To be honest I don't completely understand this problem, by definition - cross product is a vector and this vector is orthogonal to vectors involving in cross product, but here i see that vector of cross product is a linear combination of vectors $a$ and $x$, so it's means that this vector is coplanar to $a$ and $x$, am I wrong?
But okay, I did this following
Let $$a\times x=b$$ Then $$x =\alpha a +\beta[a\times b]$$ Where $\alpha$ and $\beta$ are projections, hence $$\alpha=(x\cdot a)/|a|^2$$
$$\beta=1/|a|^2$$ $$[a\times b]=[a\times(3/4x-1/4a)]$$ $$[a\times b]=3/4[a\times b]$$ $$x =\alpha a + 3/4\beta(1/4a-3/4x)$$ it's leaves us with $$x = (16\alpha+3\beta)/(16+9\beta)a$$ so I've got that this vectors are colinear, it's very confusing, $$x=(16(x\cdot a)+3)/(16|a|^2+9)a$$ no matter what I'm doing I'm still having this result, but you all see that in this case $x$ and $a$ are zero vectors, idk, where is my mistake?
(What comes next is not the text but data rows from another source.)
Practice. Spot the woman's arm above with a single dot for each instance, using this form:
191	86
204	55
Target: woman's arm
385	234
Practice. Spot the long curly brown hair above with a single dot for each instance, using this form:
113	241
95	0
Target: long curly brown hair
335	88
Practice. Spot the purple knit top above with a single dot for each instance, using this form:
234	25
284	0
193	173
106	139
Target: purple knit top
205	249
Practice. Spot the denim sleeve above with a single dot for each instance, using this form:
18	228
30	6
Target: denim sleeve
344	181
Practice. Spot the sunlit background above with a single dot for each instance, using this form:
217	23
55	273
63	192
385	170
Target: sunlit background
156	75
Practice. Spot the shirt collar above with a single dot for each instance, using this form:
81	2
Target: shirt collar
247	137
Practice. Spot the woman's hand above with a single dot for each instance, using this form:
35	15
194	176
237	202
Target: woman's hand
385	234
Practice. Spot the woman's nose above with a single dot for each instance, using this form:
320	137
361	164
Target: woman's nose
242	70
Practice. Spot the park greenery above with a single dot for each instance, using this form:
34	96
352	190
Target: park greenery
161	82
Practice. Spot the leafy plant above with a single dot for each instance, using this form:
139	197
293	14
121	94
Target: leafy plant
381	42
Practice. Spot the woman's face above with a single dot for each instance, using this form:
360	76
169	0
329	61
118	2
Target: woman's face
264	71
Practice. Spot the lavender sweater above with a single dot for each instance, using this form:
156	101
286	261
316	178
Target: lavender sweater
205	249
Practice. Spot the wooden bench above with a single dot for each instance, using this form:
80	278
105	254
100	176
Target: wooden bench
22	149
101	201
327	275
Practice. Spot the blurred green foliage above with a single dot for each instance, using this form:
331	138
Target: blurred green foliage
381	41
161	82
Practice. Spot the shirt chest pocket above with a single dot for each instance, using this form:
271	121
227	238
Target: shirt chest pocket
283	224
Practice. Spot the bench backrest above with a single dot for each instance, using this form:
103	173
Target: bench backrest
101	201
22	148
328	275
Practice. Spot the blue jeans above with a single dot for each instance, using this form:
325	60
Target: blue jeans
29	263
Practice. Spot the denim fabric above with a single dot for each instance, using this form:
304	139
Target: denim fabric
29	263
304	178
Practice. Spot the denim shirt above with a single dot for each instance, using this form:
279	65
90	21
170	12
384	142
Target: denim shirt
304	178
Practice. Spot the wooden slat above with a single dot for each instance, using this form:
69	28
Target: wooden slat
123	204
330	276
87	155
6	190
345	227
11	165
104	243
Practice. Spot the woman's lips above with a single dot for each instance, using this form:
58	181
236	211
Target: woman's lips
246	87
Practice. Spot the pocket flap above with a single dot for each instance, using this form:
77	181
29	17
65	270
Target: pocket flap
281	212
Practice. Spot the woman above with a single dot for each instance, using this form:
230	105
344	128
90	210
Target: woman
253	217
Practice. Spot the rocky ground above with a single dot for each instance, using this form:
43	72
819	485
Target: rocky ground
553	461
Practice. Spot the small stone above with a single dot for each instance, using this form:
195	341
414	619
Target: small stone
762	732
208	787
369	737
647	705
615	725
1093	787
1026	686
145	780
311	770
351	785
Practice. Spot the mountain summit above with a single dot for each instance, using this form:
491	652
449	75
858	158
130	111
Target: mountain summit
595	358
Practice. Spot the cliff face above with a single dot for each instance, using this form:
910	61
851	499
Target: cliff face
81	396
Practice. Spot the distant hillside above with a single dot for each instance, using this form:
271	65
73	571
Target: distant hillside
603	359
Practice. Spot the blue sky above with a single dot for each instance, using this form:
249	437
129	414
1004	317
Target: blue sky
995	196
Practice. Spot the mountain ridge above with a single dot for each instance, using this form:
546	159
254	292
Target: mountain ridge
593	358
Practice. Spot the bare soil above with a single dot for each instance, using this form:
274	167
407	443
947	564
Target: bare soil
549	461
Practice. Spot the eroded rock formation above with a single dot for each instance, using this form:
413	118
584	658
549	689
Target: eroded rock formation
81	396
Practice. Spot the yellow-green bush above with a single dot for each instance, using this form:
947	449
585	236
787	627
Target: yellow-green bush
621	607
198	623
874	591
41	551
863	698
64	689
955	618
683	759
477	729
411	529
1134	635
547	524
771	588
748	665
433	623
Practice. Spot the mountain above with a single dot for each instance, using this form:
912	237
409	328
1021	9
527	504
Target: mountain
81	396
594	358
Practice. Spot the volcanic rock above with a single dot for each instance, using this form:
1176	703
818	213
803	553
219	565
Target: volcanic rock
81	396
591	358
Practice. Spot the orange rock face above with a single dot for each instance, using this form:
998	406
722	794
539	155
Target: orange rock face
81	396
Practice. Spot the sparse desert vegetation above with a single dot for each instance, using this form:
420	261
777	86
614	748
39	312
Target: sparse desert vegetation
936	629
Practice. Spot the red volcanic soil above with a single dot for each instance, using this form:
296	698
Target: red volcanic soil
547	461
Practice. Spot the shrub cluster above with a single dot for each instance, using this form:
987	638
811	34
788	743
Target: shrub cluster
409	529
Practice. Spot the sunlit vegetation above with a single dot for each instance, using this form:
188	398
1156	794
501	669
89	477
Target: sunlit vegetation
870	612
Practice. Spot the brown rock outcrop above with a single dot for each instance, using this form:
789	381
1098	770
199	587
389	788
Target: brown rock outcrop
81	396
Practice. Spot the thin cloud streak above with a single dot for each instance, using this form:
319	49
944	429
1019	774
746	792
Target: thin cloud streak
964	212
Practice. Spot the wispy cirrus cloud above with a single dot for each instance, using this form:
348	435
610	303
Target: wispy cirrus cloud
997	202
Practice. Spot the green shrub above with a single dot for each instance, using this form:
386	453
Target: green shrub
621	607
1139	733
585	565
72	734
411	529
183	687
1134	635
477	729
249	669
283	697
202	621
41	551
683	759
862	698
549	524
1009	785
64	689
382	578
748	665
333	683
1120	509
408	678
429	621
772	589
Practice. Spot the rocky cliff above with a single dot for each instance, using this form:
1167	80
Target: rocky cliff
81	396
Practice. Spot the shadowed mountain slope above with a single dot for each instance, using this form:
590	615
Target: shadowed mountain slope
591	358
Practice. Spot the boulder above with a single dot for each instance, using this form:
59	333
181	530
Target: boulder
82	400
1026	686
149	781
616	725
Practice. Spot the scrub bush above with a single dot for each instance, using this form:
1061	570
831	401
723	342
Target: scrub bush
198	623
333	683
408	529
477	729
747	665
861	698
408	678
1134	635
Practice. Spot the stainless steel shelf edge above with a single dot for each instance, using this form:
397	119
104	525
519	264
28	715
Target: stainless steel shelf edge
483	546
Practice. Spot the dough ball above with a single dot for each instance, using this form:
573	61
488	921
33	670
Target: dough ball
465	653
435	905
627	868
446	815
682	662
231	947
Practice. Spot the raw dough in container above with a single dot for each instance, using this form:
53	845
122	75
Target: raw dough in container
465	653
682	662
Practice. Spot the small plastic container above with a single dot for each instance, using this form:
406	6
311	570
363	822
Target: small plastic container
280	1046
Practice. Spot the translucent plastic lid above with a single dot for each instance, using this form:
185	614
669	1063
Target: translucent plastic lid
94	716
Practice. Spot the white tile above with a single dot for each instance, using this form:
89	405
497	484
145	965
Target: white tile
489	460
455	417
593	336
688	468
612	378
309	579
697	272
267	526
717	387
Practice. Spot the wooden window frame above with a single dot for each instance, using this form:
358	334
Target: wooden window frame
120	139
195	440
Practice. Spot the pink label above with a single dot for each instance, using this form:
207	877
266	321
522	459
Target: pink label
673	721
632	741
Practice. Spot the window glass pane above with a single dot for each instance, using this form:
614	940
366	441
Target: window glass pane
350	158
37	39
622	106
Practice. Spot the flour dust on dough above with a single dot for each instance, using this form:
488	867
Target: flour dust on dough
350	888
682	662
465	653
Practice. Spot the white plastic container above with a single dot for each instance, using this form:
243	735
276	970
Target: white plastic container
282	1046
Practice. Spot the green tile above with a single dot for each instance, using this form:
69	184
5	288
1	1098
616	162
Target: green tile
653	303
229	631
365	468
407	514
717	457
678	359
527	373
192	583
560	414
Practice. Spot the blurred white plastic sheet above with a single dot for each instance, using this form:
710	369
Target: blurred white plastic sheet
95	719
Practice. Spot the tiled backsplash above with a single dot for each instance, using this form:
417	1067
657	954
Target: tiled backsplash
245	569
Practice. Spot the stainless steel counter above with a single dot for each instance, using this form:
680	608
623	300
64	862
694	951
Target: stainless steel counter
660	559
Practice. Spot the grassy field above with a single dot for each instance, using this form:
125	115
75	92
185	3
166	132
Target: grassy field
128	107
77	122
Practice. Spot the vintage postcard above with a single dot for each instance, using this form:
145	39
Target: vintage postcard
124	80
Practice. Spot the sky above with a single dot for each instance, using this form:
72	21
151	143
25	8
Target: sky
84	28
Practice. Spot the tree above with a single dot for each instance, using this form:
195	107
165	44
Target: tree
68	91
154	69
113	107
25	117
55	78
You are right that normally the cross product of two vectors cannot be co-planar to those vectors, unless something turns out to be zero - either $a$, $b$, or $a\times b$. If $a$ or $b$ is zero, so is $a\times b$, and the equation forces both $a$ and $b$ to be zero. If $a\times b$ is zero, then the equation becomes $$0=\frac{3}{4}x - \frac{1}{4}a$$ with the solution $$a=3x .$$ That is, the two vectors are parallel - another situation in which the cross product is zero.